Natalie Hemby‘s rise took time. Her songwriting got attention a little quicker, particularly in her work with Miranda Lambert. The Highwomen supergroup brought her more attention, likely paving the way for her second full-length, Pins and Needles. After a couple of decades in the industry, she has the skills and the connections to put together just what she wants. Some of those friends she’d written with in the past show up here as co-writers, bolstering her work. Pins and Needles arrives like a mid-career release from an artist fully confident of her direction, and while it’s only Hemby’s sophomore effort, it has the force of time behind it.

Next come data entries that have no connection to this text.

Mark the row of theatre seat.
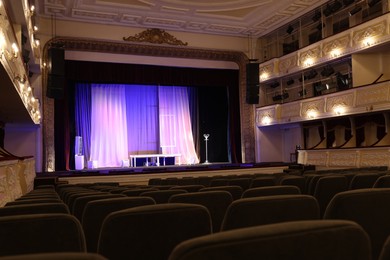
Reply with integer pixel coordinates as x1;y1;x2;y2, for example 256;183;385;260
0;169;390;259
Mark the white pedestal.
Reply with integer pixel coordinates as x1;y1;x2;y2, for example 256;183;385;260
75;155;84;170
87;160;98;169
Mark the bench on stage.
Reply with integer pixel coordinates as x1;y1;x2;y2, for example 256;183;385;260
129;154;181;167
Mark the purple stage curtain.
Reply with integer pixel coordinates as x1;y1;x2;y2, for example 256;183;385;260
90;84;129;167
75;83;91;165
159;86;199;165
125;85;159;155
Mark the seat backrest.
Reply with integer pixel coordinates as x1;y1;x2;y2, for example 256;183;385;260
5;198;62;206
349;173;382;190
169;185;205;193
379;235;390;260
278;175;305;193
168;220;371;260
140;189;188;204
121;188;158;196
221;194;320;231
250;176;276;188
169;191;233;233
199;186;243;201
82;197;156;252
313;175;348;217
324;188;390;260
72;193;125;220
228;178;252;191
97;203;211;260
0;213;86;257
0;203;69;217
373;175;390;188
242;185;300;198
0;252;107;260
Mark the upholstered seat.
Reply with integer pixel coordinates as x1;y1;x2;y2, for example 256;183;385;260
0;213;86;256
82;197;156;252
140;189;188;204
168;220;371;260
324;188;390;260
313;175;348;217
97;203;212;260
241;185;300;198
169;191;233;233
221;194;320;231
0;203;69;217
200;186;243;201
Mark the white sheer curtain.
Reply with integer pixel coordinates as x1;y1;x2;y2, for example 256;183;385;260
90;84;129;167
159;86;199;164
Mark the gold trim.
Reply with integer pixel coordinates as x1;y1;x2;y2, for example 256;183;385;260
123;28;188;46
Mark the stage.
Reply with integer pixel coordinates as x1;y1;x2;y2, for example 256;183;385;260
35;162;293;186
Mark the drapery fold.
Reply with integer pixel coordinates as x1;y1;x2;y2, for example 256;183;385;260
159;86;199;165
90;84;129;167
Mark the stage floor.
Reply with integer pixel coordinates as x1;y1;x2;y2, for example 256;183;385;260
35;162;292;186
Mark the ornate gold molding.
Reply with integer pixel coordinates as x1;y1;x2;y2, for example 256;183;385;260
123;28;188;46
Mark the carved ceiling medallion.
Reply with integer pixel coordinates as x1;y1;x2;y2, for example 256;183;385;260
123;28;188;46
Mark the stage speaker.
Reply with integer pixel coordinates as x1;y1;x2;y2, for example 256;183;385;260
246;63;259;104
46;48;65;99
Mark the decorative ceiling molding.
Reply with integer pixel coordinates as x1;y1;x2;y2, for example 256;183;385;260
123;28;188;46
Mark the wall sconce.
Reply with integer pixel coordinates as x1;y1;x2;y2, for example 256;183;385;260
306;108;318;119
330;48;341;58
260;72;269;81
333;104;346;115
363;37;375;47
304;58;314;67
261;114;272;125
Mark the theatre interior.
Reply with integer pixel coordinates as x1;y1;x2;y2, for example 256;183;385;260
2;0;390;259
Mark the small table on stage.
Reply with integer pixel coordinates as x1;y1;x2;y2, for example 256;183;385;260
129;154;181;167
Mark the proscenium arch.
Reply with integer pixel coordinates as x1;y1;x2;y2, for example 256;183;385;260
41;36;255;171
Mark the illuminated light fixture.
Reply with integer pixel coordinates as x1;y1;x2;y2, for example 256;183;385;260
33;25;38;31
330;48;341;57
363;37;375;46
306;109;318;119
261;114;272;125
260;72;269;81
304;58;314;67
11;43;19;58
333;104;346;115
27;86;32;93
349;6;362;16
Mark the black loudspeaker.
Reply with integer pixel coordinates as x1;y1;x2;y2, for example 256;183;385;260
246;63;259;104
46;48;65;99
46;74;65;99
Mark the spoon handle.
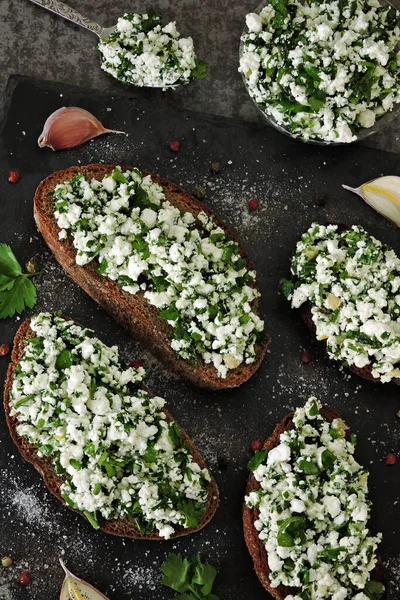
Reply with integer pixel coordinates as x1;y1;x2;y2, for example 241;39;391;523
29;0;103;38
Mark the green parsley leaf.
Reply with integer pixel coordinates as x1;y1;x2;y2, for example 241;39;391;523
161;553;219;600
209;233;226;244
111;168;128;183
222;246;234;262
329;426;344;440
96;258;108;275
0;276;36;319
308;399;319;416
179;498;205;528
161;553;192;593
277;516;306;547
303;63;320;84
69;458;82;470
83;510;100;530
54;460;66;475
93;482;102;495
280;278;294;298
61;492;78;509
308;88;326;112
38;444;53;456
0;244;39;318
0;275;15;291
298;565;310;585
168;422;182;449
364;580;385;600
321;448;336;470
270;0;288;16
192;557;217;596
319;546;346;560
140;9;160;32
0;243;22;279
191;59;208;80
297;457;319;475
135;516;155;536
248;449;268;471
56;349;73;369
14;394;34;408
143;442;158;464
159;306;180;321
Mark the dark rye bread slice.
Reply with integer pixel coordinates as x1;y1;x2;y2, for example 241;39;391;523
33;164;266;390
243;406;385;599
293;222;400;386
298;300;400;386
4;316;219;539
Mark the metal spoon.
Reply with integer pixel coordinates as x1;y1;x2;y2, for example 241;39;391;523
28;0;177;88
29;0;116;40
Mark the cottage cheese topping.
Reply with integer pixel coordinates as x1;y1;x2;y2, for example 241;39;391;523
10;313;211;538
53;168;264;378
284;223;400;382
239;0;400;142
246;398;382;600
98;11;206;88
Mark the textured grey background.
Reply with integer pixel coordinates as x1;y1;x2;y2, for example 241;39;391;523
0;0;400;151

Hemby might be deep in the Nashville scene, but her new album spreads out into pop territory, drawing more on Fleetwood Mac than Patsy Cline. If she has an AOR tilt, she knows how to stick to (her) roots by bringing in Greg Leisz for a couple of rounds of pedal steel and Chuck Leavell for an organ cameo. Much of the rest of the sound – instrumentation and production – comes from husband Mike Wrucke, who knows how to give the pop its space while retaining a slight twang. The connection to Lambert (who has two co-writes here) and Amanda Shires makes sense, with a bit of drift toward Ingrid Andress thrown in.
The album draws from its consistent lyrics. “Hardest Part About Business” matches the sort of attitude we’d expect from a member of the Highwomen. “It’s better if you work alone,” Hemby sings with a bit of a swagger, “because the hardest part about business is minding your own.” The wordplay’s clever, but it would merely be cute if it didn’t extend to a look at the actual weight and complications of secrecy in the workplace. The song highlights Hemby’s wit, but it features her insight.

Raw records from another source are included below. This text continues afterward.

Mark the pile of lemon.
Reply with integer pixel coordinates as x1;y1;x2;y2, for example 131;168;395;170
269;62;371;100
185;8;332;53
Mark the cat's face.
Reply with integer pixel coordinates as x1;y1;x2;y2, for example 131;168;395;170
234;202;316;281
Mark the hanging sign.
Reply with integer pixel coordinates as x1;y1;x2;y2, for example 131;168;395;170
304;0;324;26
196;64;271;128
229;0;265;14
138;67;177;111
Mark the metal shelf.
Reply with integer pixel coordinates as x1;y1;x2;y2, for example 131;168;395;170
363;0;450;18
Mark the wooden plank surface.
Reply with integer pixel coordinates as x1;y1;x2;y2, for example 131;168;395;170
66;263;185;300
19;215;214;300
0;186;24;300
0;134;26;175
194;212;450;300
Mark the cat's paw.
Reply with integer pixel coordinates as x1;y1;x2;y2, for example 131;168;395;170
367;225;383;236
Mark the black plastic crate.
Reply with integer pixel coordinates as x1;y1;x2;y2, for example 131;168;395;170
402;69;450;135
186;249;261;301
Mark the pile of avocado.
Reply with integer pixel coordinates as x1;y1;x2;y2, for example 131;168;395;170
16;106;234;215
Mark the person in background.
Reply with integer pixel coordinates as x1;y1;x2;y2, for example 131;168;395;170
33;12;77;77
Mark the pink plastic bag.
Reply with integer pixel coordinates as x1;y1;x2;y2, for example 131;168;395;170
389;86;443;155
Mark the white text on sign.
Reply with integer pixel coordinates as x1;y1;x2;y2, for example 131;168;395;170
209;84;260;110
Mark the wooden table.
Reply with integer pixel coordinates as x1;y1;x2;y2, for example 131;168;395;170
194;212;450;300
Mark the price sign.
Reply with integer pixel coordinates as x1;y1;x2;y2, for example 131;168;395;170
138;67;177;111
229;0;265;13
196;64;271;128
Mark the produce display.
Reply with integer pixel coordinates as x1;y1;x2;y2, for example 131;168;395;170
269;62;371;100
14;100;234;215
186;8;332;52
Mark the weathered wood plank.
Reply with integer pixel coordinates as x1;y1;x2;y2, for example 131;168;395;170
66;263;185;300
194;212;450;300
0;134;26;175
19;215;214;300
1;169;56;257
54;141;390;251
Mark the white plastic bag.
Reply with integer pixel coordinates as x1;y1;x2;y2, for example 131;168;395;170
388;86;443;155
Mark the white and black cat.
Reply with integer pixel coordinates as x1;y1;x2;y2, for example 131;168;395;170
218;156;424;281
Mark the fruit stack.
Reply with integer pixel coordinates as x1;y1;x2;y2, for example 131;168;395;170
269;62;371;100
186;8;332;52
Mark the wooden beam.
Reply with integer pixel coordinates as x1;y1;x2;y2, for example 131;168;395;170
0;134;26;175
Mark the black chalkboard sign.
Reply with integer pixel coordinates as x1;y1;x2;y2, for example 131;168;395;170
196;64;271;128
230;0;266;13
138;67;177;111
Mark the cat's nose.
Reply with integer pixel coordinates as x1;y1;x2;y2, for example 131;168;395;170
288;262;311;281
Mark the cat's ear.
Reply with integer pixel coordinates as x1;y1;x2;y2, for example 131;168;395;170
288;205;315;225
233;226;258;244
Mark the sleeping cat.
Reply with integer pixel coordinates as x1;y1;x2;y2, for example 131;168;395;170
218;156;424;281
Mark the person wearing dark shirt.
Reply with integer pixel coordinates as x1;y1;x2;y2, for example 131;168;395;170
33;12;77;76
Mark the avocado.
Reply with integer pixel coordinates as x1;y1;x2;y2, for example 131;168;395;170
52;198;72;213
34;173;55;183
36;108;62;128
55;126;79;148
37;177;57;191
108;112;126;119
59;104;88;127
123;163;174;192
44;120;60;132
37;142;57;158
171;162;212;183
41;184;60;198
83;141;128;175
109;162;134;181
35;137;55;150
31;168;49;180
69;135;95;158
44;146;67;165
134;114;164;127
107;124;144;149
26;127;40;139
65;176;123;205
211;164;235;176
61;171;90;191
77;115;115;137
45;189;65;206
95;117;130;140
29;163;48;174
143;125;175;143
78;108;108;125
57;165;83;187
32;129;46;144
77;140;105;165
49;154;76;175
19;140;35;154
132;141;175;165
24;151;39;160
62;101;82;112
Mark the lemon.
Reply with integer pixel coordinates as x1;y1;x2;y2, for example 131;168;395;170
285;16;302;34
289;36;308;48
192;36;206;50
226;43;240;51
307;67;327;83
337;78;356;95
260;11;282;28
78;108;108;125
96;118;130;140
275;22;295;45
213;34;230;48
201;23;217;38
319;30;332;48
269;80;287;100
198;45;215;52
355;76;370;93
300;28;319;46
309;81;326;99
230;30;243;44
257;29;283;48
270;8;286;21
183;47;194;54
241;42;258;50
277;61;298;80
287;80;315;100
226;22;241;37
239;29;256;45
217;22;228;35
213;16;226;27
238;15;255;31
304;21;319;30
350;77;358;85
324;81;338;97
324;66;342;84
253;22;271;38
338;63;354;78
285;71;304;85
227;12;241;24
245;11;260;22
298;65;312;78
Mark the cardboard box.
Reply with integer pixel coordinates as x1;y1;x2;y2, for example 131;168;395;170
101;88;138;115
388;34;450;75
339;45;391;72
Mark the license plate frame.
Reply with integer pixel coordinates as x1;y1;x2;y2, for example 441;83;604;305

As on that track, opener “Heroes” wishes for less information. She doesn’t want to know the truth about or even meet her heroes for fear that they might let her down. That fear of losing the “ideal” trickles through Pins and Needles. “New Madrid” grooves through memories, but the memories only make prominent the absences that hurt, most centrally the feeling she and her partner no longer share. Rather than fully dig through the truth of the relationship, they choose not to talk about it. The river and the song flow on, pushing around the sedentary heartbreak at the center. “Radio Silence” covers similar issues with a certain sweetness.

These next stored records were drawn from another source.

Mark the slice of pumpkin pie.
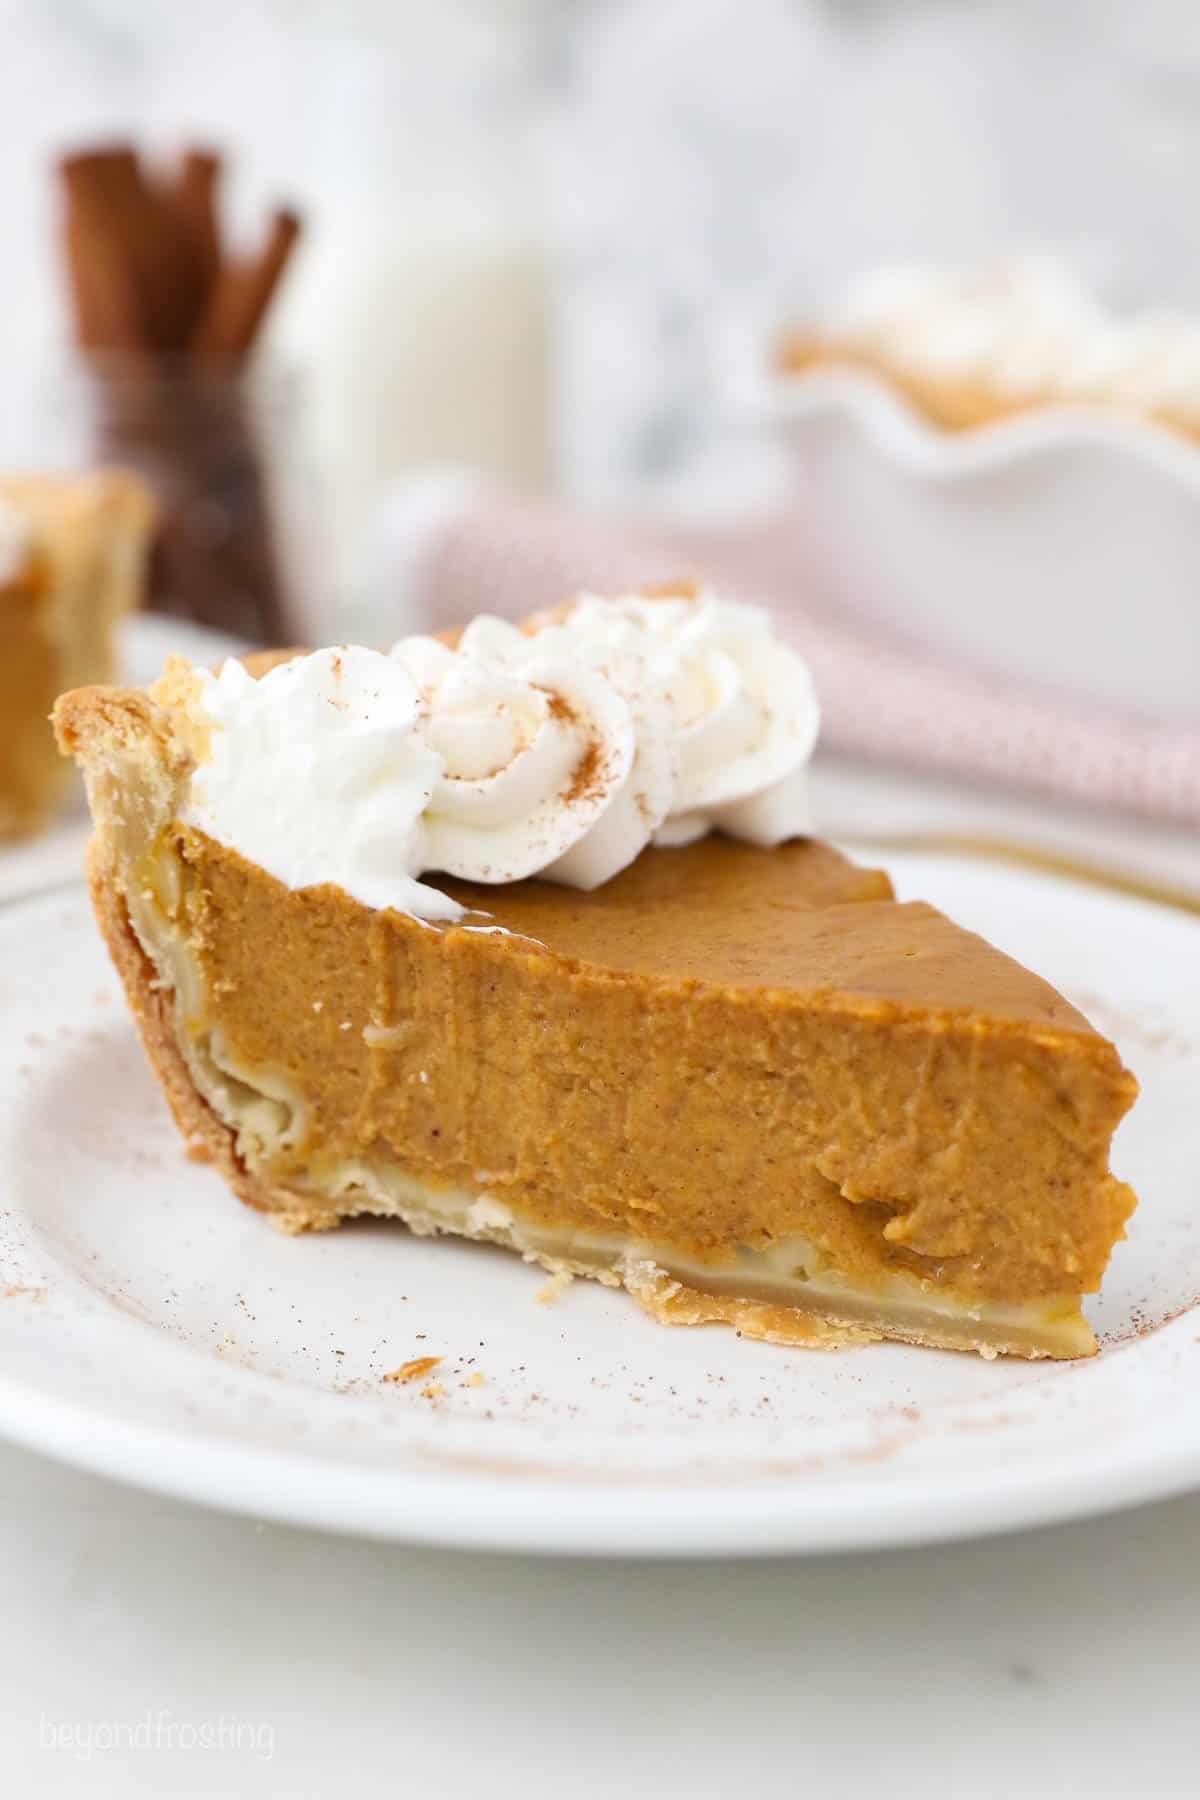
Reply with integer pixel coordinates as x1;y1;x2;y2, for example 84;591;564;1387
1;470;154;837
54;590;1137;1359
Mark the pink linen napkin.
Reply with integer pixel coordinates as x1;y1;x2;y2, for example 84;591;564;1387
387;484;1200;828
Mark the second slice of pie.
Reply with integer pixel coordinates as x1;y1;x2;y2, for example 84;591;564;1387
2;470;155;837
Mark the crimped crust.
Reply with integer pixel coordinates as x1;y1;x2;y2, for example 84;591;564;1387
776;332;1200;443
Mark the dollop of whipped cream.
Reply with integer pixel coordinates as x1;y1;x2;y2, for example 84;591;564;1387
827;259;1200;412
182;591;820;921
0;495;33;586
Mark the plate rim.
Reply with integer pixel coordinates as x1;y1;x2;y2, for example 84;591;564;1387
1;1351;1198;1556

This mild sense of loss and anxiety informs much of the album, keeping Hemby from fully embracing crushes or potentially more profound experiences. “Full Disclosure: Never a poser / As long as I can fake it with you,” she sings at one point, arm still extended. It comes as a relief when she finishes with “Last Resort” and its offer of shared resilience. The finish fits. Hemby, the artist, displays confidence at every turn, even as her singers worry and fuss. In the end, patience pays off, and everything comes through all right, even in a challenging world.